More than eight decades after it was installed, a memorial to the three 19th-century sibling novelists in London’s Westminster Abbey was amended Thursday to restore the diaereses – the two dots over the e in their surname.

The dots — which indicate that the name is pronounced “brontay” rather than “bront” — were omitted when the stone tablet commemorating Charlotte, Emily and Anne was erected in the abbey’s Poets’ Corner in October 1939, just after the outbreak of World War II.

They were restored after Brontë historian Sharon Wright, editor of the Brontë Society Gazette, raised the issue with Dean of Westminster David Hoyle. The abbey asked its stonemason to tap in the dots and its conservator to paint them.

“There’s no paper record for anyone complaining about this or mentioning this, so I just wanted to put it right, really,” Wright said. “These three Yorkshire women deserve their place here, but they also deserve to have their name spelled correctly.”

It’s believed the writers’ Irish father Patrick changed the spelling of his surname from Brunty or Prunty when he went to university in England.

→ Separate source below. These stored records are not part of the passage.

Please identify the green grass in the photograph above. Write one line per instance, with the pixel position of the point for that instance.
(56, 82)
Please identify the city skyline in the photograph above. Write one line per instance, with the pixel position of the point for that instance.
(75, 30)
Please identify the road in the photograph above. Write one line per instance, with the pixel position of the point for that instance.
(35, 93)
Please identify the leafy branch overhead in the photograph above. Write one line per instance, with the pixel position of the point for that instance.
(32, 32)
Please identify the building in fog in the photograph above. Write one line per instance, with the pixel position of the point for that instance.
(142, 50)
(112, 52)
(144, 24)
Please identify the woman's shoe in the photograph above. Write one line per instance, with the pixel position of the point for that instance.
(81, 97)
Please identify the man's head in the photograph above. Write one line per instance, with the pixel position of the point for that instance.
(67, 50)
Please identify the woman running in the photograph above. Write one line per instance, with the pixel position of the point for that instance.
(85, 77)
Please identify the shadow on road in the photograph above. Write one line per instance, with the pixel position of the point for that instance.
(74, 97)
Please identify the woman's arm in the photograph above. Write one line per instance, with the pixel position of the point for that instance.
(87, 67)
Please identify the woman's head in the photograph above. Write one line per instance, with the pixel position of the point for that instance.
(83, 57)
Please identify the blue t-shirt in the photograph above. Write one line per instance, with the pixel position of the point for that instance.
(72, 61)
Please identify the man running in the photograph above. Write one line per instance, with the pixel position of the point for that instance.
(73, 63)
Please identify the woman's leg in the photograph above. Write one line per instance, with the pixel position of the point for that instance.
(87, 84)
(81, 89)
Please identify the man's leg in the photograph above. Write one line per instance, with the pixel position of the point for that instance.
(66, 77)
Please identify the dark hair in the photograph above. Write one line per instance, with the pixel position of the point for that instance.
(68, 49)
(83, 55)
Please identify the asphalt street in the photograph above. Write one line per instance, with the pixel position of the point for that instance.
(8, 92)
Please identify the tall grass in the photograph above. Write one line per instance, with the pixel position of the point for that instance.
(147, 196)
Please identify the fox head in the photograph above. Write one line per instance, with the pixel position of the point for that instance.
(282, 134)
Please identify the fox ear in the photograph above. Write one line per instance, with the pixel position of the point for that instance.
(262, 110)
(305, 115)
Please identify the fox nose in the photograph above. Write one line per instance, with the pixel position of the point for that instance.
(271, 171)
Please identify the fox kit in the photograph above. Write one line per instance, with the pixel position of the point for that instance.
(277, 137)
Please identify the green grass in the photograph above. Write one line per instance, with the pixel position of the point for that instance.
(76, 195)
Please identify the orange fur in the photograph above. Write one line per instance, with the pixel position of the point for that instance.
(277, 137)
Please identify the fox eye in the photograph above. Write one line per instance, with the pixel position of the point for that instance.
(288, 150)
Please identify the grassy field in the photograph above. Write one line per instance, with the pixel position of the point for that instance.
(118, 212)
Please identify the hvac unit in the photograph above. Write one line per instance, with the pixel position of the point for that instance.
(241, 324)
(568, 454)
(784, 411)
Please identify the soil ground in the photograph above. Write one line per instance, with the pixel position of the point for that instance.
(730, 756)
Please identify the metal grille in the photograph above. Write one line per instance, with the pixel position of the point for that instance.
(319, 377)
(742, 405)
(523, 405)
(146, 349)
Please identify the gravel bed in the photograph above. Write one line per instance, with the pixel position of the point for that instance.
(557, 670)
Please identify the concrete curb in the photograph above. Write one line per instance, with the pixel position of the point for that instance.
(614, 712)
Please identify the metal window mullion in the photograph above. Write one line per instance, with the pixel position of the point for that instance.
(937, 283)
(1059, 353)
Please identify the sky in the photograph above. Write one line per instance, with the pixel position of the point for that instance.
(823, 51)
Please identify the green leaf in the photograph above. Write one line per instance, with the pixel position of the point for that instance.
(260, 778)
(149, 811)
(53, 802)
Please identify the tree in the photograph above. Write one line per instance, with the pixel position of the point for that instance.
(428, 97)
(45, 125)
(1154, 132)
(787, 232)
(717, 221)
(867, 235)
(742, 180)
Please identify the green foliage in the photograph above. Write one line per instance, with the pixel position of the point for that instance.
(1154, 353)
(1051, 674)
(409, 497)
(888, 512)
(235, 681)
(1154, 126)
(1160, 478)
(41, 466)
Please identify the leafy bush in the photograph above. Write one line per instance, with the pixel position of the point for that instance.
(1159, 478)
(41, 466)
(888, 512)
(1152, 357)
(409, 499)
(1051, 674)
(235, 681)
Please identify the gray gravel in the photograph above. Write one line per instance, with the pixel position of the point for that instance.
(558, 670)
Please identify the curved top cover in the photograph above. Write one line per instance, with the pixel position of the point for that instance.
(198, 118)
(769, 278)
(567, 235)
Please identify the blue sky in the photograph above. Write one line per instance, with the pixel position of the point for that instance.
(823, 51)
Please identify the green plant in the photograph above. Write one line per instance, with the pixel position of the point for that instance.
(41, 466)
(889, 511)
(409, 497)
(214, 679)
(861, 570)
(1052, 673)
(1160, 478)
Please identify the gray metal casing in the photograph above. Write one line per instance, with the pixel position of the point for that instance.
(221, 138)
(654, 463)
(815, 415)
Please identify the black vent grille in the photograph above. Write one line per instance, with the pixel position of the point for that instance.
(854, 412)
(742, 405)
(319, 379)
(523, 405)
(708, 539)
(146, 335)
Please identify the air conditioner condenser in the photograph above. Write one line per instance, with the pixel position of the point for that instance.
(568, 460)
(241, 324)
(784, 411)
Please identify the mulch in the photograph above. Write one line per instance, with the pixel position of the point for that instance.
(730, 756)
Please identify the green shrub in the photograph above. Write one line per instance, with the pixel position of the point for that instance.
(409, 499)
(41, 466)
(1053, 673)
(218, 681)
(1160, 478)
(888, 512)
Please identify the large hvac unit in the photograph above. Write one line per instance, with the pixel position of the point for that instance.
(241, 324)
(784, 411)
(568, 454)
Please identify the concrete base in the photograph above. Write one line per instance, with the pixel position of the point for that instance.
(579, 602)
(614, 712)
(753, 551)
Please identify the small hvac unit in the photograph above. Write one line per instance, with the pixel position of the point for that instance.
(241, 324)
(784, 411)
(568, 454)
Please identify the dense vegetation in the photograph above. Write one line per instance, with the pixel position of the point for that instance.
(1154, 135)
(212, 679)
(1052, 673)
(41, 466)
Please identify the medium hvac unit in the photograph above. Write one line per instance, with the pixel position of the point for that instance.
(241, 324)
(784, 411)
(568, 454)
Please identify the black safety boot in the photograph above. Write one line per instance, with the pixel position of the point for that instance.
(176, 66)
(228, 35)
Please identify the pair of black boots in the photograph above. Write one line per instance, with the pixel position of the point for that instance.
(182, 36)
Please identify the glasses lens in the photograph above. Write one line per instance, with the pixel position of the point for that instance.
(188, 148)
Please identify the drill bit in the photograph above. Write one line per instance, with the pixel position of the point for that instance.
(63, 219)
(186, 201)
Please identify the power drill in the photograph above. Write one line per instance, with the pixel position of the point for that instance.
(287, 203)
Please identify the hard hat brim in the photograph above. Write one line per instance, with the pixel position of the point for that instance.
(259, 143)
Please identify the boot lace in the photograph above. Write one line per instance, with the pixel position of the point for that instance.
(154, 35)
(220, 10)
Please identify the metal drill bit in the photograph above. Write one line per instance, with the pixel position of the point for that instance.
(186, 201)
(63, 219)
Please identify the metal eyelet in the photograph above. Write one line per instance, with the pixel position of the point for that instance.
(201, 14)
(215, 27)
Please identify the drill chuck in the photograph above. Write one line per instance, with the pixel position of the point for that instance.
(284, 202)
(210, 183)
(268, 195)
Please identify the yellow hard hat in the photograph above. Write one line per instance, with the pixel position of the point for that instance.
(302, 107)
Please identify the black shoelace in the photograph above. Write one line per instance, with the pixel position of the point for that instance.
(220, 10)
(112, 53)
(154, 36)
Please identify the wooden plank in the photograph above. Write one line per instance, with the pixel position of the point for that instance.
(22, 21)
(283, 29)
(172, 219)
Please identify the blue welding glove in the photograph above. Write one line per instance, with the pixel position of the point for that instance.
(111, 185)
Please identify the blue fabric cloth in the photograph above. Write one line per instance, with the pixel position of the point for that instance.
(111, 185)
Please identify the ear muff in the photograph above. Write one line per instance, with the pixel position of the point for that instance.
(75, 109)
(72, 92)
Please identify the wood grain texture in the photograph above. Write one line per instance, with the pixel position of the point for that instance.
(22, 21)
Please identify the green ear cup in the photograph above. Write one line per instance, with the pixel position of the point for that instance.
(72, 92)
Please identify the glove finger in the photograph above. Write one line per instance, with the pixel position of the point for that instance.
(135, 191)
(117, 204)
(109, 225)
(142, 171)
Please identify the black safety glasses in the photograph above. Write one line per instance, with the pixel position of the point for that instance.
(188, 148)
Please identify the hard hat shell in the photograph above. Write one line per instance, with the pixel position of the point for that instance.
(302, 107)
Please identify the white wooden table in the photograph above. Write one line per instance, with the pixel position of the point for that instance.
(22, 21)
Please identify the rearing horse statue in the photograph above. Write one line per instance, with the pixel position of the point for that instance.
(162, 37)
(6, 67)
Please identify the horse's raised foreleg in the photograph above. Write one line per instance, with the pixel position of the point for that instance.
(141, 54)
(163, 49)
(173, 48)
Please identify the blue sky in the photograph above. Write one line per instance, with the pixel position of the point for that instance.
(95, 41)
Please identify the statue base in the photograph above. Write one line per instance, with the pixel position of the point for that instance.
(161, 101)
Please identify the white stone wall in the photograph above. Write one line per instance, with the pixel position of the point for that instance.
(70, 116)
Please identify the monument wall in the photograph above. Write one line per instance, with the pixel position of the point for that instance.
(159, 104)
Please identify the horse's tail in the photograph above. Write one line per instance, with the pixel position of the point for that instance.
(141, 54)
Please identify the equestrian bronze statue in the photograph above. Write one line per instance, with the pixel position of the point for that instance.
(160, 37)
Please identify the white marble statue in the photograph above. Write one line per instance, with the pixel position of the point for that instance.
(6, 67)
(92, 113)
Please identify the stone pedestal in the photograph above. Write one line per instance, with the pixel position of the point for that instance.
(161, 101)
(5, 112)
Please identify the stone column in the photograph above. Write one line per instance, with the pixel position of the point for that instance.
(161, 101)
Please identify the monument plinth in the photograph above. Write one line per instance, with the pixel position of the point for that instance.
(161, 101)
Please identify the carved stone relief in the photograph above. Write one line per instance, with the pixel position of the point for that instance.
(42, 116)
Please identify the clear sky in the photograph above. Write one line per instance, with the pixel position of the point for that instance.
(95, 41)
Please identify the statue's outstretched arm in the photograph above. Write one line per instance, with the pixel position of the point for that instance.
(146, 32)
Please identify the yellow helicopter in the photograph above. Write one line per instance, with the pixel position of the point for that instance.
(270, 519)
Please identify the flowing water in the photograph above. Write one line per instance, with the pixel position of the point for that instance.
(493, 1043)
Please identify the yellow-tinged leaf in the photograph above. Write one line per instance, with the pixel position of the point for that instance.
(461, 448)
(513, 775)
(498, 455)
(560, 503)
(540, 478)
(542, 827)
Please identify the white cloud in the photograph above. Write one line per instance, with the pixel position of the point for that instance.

Raised on the wild Yorkshire moors, all three sisters died before they were 40, leaving enduring novels including Charlotte’s “Jane Eyre,” Emily’s “Wuthering Heights” and Anne’s “The Tenant of Wildfell Hall.”

Rebecca Yorke, director of the Brontë Society, welcomed the restoration.

“As the Brontës and their work are loved and respected all over the world, it’s entirely appropriate that their name is spelled correctly on their memorial,” she said.